Weiyun Ai, MD, PhD, a clinical professor of medicine at University of California, San Francisco who specializes in lymphoma, explained that there are multiple subtypes of PTCL based on their location within the body. Ai discussed a 2008 analysis of North American cases of PTCL and natural killer/T-cell lymphoma from 1990-2002, of which:

  • 34% were PTCL, not otherwise specified;

  • 16% were angioimmunoblastic T-cell lymphoma (AITL);

  • 16% were anaplastic large cell lymphoma (ALCL), anaplastic lymphoma kinase (ALK)-positive;

  • 7.8% were ALCL, ALK-negative;

  • 5.8% were enteropathy-type;

  • 5.4% were primary cutaneous ALCL; and

  • 5.1% were extranodal natural killer/T-cell lymphoma, nasal type.

  • The remaining cases were adult T-cell leukemia/lymphoma, hepatosplenic, subcutaneous panniculitis-like, and unclassified. 

    International Prognostic Index Predicts Outcomes

    “The subtype with the best outcome is ALCL, ALK-positive with a 5-year overall survival rate of 70% followed by ALK-negative ALCL at 50%, and all the other common subtypes at 30%,” Ai said. 

    Ai outlined the International Prognostic Index (IPI), a tool to predict clinical outcomes in patients with aggressive non-Hodgkin lymphoma based on risk factors. IPI assigns worse scores to patients aged > 60 years; patients who have higher (worse) performance scores, higher lactate dehydrogenase (LDH) levels, and more extranodal sites; and patients at stages III-IV.

    First-Line Therapy: Consider Subtypes and CD30 Levels

    Subtypes and CD30 expression levels are important factors in choosing therapy, Ai said, and 2019’s landmark ECHELON-2 study (updated in 2022) defines the standard. 

    Newly diagnosed patients who strongly express CD30 (ie, those with both types of ALCL) are recommended to be treated with A+CHP (brentuximab vedotin [BV] plus cyclophosphamide, doxorubicin, and prednisone). 

    Combination therapy of cyclophosphamide, doxorubicin, hydroxydaunorubicin, vincristine, and prednisone (CHOP) was the prior standard of care until the ECHELON-2 study, Ai said. 

    That trial, which randomized 452 patients with untreated PTCL (CD30 ≥ 10%) to A+CHP or CHOP, found that 5-year progression-free rates were 51.4% vs 43.0%, respectively (hazard ratio [HR], 0.70; 95% CI, 0.53-0.91).
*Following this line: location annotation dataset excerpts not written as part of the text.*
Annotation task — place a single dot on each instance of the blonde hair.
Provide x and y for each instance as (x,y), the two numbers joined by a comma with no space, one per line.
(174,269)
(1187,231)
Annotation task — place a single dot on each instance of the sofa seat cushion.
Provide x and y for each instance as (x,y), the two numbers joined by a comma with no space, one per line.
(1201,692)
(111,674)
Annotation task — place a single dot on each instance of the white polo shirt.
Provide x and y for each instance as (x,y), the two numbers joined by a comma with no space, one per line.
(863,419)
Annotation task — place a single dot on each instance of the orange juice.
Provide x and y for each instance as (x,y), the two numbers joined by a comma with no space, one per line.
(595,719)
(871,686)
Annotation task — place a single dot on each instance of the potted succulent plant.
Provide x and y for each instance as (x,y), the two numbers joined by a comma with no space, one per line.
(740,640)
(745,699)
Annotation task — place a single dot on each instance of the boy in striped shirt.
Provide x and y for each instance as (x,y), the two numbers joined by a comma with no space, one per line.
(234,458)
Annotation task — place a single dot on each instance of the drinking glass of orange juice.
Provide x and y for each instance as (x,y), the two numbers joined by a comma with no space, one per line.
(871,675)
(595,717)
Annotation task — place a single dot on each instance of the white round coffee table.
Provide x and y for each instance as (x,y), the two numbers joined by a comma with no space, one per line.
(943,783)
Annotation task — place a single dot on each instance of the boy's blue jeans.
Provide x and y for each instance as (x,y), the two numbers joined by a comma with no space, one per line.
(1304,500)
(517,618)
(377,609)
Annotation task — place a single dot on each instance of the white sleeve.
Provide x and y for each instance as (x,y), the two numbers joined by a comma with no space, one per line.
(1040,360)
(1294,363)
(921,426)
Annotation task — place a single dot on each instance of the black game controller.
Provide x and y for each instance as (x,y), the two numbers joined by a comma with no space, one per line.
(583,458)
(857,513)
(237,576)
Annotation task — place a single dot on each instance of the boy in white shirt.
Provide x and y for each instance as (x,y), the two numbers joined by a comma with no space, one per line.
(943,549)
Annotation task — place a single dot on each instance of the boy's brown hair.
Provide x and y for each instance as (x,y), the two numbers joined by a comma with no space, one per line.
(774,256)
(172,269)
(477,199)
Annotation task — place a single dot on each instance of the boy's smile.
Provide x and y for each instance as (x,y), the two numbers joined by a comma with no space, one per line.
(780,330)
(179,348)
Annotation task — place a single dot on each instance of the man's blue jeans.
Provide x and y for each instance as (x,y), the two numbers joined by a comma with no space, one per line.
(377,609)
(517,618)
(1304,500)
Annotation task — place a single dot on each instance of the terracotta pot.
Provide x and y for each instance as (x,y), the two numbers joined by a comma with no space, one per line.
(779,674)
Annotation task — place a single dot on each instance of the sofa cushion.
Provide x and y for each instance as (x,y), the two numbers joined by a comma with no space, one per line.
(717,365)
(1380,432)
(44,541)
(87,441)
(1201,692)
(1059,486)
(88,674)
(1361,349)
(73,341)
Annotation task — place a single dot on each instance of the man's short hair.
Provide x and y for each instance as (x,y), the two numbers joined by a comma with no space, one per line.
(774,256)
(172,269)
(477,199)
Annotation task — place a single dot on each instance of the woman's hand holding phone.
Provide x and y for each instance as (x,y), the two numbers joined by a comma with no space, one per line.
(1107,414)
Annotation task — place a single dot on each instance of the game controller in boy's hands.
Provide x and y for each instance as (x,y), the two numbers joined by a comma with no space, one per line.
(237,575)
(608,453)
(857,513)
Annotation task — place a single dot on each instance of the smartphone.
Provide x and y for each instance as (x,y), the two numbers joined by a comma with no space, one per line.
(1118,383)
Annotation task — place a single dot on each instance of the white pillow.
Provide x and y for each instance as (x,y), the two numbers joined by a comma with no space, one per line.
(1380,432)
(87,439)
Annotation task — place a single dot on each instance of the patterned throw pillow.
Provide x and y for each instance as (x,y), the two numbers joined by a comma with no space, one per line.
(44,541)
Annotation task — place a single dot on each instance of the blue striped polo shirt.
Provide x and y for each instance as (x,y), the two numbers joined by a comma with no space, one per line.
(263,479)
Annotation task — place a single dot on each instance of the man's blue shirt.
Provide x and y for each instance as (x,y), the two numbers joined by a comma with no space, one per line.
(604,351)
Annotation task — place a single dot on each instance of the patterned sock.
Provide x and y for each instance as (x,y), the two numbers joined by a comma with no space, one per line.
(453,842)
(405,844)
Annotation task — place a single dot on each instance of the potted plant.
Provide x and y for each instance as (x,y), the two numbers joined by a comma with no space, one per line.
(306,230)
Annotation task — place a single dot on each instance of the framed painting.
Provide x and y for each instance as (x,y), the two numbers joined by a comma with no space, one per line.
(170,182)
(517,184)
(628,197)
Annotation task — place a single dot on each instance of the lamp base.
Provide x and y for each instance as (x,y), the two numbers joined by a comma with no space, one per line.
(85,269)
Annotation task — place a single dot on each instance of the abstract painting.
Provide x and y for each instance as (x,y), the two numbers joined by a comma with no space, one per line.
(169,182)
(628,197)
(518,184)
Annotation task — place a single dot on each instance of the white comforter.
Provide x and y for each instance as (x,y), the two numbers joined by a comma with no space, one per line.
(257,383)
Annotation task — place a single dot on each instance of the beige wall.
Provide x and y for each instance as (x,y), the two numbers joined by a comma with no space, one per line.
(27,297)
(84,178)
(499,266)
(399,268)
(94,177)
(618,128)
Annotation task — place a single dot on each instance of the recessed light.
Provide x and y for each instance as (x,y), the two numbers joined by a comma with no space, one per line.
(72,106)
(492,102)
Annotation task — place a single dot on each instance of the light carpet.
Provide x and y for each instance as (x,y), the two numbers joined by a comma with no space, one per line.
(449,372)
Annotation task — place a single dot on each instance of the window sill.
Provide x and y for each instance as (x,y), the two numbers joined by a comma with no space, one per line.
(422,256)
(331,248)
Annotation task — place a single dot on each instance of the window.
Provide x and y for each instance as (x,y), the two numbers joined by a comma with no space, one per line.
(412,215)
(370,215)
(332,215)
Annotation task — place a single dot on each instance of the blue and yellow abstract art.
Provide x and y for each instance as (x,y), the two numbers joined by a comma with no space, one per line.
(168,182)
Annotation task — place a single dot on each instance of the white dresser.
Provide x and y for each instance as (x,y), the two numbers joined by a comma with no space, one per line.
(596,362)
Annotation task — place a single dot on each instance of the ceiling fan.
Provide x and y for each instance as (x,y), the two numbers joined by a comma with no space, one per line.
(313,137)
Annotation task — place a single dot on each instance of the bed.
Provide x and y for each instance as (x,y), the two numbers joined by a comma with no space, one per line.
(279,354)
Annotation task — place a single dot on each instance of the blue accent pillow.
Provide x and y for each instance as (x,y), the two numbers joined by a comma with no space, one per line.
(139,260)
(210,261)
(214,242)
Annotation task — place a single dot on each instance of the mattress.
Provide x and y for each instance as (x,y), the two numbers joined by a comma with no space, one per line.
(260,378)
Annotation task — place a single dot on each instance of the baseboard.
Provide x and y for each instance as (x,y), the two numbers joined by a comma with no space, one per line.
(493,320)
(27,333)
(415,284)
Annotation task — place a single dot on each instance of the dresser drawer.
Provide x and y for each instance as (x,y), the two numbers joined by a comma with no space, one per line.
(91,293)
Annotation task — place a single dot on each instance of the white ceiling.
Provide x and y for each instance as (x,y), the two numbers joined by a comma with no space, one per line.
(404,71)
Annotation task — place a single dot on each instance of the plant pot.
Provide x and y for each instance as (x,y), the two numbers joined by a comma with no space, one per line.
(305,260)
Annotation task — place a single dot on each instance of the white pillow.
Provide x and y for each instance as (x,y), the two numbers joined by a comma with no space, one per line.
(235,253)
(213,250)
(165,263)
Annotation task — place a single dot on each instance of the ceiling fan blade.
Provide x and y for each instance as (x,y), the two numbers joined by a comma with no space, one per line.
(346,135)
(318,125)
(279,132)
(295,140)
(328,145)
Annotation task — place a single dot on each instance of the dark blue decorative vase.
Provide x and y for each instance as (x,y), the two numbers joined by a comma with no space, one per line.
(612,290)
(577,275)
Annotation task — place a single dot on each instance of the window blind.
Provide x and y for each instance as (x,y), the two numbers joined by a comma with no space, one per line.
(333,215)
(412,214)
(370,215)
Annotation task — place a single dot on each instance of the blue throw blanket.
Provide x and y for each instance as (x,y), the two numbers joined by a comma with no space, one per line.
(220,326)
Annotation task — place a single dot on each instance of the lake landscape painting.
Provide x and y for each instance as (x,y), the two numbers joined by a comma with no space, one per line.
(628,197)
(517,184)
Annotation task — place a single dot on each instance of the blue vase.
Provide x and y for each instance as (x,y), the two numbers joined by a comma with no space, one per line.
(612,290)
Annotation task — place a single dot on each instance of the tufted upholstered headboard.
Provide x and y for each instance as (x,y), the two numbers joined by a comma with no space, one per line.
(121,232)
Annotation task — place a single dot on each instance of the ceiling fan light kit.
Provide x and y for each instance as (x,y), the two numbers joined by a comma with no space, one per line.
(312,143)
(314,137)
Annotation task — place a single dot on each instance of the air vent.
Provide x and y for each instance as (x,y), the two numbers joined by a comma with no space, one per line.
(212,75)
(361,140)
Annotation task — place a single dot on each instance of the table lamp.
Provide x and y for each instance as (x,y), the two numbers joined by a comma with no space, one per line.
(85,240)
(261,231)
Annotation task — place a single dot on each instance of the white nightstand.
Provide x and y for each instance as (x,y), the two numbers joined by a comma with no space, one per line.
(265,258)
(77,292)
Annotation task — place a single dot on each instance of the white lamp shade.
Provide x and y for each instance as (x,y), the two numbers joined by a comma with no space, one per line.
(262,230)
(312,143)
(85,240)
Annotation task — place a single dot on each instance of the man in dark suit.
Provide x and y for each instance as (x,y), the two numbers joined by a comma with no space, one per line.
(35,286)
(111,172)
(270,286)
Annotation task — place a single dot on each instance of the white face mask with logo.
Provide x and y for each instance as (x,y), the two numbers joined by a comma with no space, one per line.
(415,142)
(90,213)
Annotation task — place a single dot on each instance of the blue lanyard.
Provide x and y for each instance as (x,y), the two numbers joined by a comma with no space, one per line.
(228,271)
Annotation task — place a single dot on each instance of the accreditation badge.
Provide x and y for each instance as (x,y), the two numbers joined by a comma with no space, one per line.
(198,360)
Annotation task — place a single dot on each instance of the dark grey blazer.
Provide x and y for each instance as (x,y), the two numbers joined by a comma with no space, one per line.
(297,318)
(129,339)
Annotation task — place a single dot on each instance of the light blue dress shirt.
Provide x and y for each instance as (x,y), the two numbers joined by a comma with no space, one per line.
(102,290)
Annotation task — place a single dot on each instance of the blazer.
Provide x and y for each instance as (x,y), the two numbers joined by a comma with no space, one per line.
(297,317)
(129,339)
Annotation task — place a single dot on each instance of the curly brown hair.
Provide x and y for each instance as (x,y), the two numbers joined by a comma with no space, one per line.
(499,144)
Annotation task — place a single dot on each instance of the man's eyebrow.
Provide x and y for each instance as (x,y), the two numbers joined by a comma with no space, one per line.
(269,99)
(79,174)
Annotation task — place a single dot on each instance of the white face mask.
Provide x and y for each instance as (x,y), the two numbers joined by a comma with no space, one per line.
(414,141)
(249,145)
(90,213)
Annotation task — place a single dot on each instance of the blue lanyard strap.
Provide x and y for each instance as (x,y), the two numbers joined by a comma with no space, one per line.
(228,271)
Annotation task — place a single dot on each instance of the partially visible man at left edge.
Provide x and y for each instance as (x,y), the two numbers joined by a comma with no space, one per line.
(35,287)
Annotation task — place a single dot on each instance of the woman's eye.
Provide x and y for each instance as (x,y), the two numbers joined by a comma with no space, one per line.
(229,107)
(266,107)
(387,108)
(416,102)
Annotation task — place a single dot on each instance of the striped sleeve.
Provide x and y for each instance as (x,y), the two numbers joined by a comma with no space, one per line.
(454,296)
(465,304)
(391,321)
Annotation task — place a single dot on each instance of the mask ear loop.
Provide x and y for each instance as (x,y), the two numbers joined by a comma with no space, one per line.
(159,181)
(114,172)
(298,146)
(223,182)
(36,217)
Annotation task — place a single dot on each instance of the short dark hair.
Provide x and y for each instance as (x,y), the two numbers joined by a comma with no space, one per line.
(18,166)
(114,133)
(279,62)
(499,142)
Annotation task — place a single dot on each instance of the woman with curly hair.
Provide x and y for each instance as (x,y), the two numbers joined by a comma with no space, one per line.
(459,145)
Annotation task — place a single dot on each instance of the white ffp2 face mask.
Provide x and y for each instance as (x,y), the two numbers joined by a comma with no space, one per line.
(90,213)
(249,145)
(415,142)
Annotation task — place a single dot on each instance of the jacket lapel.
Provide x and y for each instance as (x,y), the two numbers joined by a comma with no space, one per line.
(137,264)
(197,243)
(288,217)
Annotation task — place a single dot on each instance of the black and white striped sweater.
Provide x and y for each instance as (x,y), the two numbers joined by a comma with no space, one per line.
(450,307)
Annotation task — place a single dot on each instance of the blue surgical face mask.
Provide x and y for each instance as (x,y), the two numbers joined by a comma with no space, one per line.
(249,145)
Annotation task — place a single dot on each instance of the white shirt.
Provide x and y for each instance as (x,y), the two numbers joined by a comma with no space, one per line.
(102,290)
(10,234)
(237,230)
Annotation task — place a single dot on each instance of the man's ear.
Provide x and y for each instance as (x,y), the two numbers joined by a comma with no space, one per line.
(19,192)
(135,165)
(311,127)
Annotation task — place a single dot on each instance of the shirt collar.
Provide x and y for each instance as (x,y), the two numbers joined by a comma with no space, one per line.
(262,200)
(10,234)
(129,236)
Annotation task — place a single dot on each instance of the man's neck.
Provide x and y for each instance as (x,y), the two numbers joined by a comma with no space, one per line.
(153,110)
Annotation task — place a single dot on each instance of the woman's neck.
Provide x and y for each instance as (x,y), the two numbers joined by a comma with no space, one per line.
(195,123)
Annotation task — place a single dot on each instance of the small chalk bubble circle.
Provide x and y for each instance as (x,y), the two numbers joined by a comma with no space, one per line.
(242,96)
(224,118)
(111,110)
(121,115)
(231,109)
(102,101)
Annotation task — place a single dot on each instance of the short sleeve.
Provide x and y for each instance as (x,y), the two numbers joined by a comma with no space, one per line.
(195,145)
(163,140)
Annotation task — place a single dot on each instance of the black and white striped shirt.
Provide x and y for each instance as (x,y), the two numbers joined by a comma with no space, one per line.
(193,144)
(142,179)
Five-year overall survival rates were 70.1% vs. 61.0%, respectively (HR, 0.72; 95% CI, 0.53-0.99).

    The threshold CD30 level at which to turn to A+CHP—1%, 5%, or 10%—“is kind of a dealer’s choice,” Ai said. Her own cutoff is 1%.

    “If they're < 1%, I tend not to do it,” Ai said. “It's usually much more expensive, as you can imagine.”

    If CD30 < 1%, Ai recommends CHOP or, in younger patients, CHOP plus etoposide (CHOEP).

    Follow-up treatments include autologous stem cell transplant (ASCT) and observation/maintenance, depending on factors such as subtype, fitness, and remission.

    Transplant: Still Relevant

    When ECHELON-2 was released, some clinicians wondered if ASCT was still warranted, Ai said. A posthoc exploratory analysis found a 62% reduction in relative risk for progression in patients who underwent transplants after reaching complete remission with A+CHP. 

    The findings provide support for transplant, she said. 

    For transplant-ineligible patients, a small analysis of BV and CHP followed by BV maintenance showed a progression-free survival curve that appeared to plateau after 18-24 months.

    “You don't see this kind of curve very often. I was quite impressed,” Ai said. “If the patient is willing and able, I will give them BV cycles.”

    Ai discloses relationships with ADC, AbbVie, Acrotech, Kite, and Kyowa Kirin.